Uma pesquisa da Associação Brasileira para o Estudo da Obesidade e da Síndrome Metabólica (Abeso) e da Sociedade Brasileira de Metabologia e Endocrinologia (SBEM) realizada entre os dias de 11 e 21 de fevereiro deste ano ouviu 3.621 pessoas, entre 18 e 82 anos de idade, acima do peso, sendo 75,4% com diagnóstico nutricional de obesidade (89% mulheres). Um total de 85,3% dos participantes relatou ter sofrido constrangimento por causa do seu peso. Quanto maior o grau de obesidade, mais comuns os relatos: quase 100% das pessoas com grau III de obesidade disseram ter sido vítimas.
PROTEÇÃO LEGAL
Reportagem publicada no The New York Times na edição de 27 de fevereiro deste ano, sob o título “Brasil, terra da tanga, abraça seu eu mais pesado”, coloca o País na vanguarda mundial em cuidar da proteção legal de pessoas acima do peso.
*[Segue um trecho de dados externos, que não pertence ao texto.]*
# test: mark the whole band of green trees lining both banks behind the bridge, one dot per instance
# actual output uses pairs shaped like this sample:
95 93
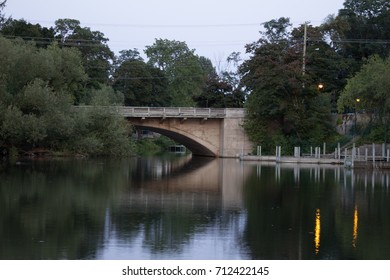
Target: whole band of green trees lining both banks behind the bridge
290 95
O jornal apontou leis municipais aprovadas em cidades como Recife, onde foi criado o Dia Municipal de Luta Contra a Gordofobia em setembro de 2021.
A lei criada no Recife assegura às pessoas gordas carteiras escolares adequadas aos seus biotipos corporais nas instituições de ensino básico e superior da cidade, seja de instituições públicas ou privadas, além garantir o ensino livre de discriminação ou práticas gordofóbicas.
Dois projetos de lei do senador Romário de Souza Faria (PL-RJ), em tramitação no Senado, abordam perspectivas de acessibilidade da população gorda. O PL nº 3461/2020 visa a proibir a cobrança adicional para pessoas obesas em transportes – algumas companhias aéreas cobram um adicional de 20% do valor da viagem de pessoas obesas – e em eventos culturais.
Já o PL nº 3526/2020 obriga hospitais e clínicas a disponibilizarem equipamento médico adequado para pessoas obesas. Hoje não há nenhuma regulamentação nesse sentido, o que inviabiliza o atendimento de muitos pacientes, segundo Mariana Vieira de Oliveira, advogada da Comissão de Direitos Sociais da Ordem dos Advogados do Brasil (OAB) no Espírito Santo e ativista contra a gordofobia.
Conforme a advogada, embora o Brasil ainda não tenha leis específicas contra a gordofobia, como nos casos de homofobia e feminicídio, os juízes têm utilizado leis de combate ao preconceito, ao crime de injúria e até o estatuto de proteção à pessoa com deficiência, no que tange à mobilidade, para a proteção da pessoa gorda.